A popular theory had existed that the colonists abandoned the island and traveled some 50 miles south to Hatteras Island, then known as Croatoan Island. That would explain the only two clues found by the search party sent by Raleigh in 1590: the word “Croatoan” carved into a post and “Cro” carved into a tree. However, it now appeared that the colonists did travel 50 miles, but in a different direction, west via Albemarle Sound toward the mouth of the Chowan River.
“That is where we've been doing our most recent excavations, and we believe we have locked in on the site that is marked on the map, adjacent to an Indian site that is also marked,” said Dr. Klingelhofer.
The First Colony Foundation employed magnetometers and ground-penetrating radar (GPR) to investigate this newly identified area that might help explain the fate of the lost colonists. The findings indicated the possibility of one or more structures, formerly made of wood, as well as numerous prehistoric features. However, these structures could be left from later colonial sites that populated the area through the 1700s.
Excavation won't take place immediately. In the interim, Dr. Klingelhofer recently took students to St. Croix in the U.S. Virgin Islands over spring break to resume work at a small settlement discovered by previous Mercer teams. This latest team determined that the site dated to the mid- to late-17th century French occupation of the island, and is possibly the earliest plantation discovered in the Virgin Isles. The project had been on hold for two years while Dr. Klingelhofer focused on the First Colony Foundation projects.

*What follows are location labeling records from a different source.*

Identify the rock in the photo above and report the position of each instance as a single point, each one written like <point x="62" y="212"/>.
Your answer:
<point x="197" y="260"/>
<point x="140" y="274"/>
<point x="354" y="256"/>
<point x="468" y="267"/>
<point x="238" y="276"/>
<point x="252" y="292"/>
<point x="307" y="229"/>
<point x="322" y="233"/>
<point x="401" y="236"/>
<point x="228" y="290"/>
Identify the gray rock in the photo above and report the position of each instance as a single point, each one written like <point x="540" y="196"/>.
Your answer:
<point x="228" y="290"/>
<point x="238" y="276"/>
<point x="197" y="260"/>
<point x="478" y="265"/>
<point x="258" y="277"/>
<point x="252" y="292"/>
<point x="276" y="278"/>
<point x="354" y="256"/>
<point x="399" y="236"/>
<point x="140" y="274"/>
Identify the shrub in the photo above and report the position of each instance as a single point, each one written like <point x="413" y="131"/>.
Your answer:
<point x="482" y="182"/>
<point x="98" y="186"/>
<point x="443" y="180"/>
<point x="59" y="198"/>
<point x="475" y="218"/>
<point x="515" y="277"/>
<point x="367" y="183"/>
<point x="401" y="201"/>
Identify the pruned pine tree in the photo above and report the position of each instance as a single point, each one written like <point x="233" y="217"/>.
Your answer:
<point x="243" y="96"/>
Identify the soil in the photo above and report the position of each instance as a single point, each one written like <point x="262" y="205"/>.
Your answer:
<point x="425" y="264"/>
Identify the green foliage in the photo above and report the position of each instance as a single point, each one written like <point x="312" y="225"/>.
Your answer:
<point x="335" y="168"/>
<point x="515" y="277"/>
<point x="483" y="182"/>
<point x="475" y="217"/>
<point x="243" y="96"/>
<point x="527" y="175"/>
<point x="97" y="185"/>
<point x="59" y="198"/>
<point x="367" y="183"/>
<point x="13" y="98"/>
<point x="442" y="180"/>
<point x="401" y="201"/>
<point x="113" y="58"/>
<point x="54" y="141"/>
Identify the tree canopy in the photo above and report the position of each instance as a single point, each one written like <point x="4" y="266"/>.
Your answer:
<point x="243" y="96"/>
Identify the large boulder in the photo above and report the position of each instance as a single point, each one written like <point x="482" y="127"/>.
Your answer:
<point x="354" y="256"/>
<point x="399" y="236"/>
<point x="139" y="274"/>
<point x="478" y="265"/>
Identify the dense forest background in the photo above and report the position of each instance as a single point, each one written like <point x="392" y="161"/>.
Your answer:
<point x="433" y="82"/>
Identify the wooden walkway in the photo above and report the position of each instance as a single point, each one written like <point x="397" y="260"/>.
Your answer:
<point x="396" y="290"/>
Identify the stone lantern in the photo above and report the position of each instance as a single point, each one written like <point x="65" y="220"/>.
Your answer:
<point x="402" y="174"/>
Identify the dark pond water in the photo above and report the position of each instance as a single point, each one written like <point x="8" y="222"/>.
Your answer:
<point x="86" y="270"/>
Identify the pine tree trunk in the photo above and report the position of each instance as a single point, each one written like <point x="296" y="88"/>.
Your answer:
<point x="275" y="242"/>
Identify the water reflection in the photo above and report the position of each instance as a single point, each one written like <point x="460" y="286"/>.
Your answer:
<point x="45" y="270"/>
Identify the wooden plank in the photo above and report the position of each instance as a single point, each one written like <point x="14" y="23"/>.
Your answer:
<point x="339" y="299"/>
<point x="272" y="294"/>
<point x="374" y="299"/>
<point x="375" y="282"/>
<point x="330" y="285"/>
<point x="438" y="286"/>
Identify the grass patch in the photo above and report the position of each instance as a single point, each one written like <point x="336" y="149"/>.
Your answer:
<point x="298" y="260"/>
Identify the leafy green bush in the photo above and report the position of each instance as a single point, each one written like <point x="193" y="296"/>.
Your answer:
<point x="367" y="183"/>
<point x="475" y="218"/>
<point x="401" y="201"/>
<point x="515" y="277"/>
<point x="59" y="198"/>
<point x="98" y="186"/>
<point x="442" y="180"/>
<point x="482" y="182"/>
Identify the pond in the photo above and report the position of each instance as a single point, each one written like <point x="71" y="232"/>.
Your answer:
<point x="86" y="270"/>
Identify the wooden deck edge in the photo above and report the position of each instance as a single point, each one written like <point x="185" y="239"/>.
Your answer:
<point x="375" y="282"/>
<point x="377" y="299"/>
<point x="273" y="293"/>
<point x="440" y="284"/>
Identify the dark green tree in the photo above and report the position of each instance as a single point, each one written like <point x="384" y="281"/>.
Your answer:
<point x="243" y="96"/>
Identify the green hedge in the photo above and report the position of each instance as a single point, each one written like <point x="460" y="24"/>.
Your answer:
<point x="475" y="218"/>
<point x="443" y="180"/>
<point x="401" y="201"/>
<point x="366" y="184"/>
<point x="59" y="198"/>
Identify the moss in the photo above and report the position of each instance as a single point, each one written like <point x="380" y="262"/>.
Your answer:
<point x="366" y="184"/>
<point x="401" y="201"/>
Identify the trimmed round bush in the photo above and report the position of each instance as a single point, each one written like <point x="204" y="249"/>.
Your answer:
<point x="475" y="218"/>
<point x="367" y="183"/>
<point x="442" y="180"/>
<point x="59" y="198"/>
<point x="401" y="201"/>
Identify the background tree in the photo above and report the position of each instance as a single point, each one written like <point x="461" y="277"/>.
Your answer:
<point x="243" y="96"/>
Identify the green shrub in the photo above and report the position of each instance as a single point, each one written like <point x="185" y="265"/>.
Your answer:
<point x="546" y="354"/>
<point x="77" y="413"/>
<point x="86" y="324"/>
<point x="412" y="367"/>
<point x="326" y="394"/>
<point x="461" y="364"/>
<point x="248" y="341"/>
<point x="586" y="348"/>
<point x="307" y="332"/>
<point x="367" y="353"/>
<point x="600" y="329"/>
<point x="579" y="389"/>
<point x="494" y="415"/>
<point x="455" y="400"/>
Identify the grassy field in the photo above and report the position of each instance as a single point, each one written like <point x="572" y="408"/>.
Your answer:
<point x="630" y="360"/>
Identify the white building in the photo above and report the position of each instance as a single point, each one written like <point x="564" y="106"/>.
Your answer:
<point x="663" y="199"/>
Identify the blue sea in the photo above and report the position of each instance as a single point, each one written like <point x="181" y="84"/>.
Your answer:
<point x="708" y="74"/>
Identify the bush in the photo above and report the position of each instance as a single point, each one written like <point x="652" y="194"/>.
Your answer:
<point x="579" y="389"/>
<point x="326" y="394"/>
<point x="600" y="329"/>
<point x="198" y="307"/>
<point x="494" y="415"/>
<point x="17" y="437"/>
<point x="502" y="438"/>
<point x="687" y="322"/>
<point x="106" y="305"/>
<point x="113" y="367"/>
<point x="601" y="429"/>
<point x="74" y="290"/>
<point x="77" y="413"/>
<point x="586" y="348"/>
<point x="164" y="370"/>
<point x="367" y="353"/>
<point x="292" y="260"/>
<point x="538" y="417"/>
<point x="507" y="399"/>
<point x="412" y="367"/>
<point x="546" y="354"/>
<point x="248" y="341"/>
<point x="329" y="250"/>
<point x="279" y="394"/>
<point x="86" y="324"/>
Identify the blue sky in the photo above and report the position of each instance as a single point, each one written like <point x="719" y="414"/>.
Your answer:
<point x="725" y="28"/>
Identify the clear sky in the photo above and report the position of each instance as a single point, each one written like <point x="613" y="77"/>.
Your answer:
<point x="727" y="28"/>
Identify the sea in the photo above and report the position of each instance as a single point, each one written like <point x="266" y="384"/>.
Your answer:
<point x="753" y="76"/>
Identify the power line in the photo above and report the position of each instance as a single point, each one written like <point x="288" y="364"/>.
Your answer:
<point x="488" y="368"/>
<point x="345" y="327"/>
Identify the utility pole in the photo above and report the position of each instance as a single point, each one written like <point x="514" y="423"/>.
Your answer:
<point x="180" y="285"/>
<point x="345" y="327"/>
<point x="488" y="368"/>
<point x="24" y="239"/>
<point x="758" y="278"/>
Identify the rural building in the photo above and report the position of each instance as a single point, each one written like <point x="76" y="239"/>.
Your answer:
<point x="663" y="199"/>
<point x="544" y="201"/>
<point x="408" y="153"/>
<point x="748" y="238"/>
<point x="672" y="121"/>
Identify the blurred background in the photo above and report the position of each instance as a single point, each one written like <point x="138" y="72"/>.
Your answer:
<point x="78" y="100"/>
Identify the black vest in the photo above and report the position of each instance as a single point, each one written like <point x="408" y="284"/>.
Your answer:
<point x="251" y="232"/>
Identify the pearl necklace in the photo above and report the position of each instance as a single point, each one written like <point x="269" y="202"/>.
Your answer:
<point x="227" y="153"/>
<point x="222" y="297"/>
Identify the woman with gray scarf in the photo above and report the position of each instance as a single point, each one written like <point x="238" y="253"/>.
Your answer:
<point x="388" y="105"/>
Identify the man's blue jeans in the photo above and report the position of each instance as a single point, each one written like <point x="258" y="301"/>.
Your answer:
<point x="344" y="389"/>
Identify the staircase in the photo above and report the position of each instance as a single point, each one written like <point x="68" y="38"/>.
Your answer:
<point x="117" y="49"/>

“We dug three small test pits, scoured the beach for cultural artifacts and remapped some of the original excavations on the island,” said Joshua Whitfield, a senior from Jefferson who traveled with the latest group to go to Roanoke during the fall semester of 2012.
All of the most recent work, which resulted in the National Geographic article, was done only by professionals, without the help of student volunteers. The publicity that followed isn't something new for the professor who has long been researching a story that captivates so many.
“Every few years, there is a new documentary on Sir Walter Raleigh's Lost Colony, so every five to 10 years, I'm famous,” said Dr. Klingelhofer, who has been featured in media outlets such as USA Today, NBC and the BBC.
He tends to believe some of the same theories about the fate of the colonists that are prevalent among other archaeologists and historians. When White returned to Roanoke Island on Aug. 18, 1590, none of the 90 men, 17 women and 11 children — whom he had left to seek help almost three years earlier — remained. There was no sign of a struggle. Likely, they split up because of the difficulty of surviving in the wild. Possibly, a small group traveled out to the shores of the islands to try to flag down passing ships. Some could have succumbed to disease. Others could have intermarried into the Indian tribes of eastern North Carolina. These tribes were some of the most affected by expansion, disease and war, so they were extremely difficult to document.
And after a generation passed, by the 1620s, no mention can be found of any of these colonists.
“Their people never came back. They never rescued them. It must have been like being stranded on Mars,” said Dr. Klingelhofer. “We fully believe that our work is worth it, if nothing else but for the sacrifice and hardship that these first English-speaking Americans went through.”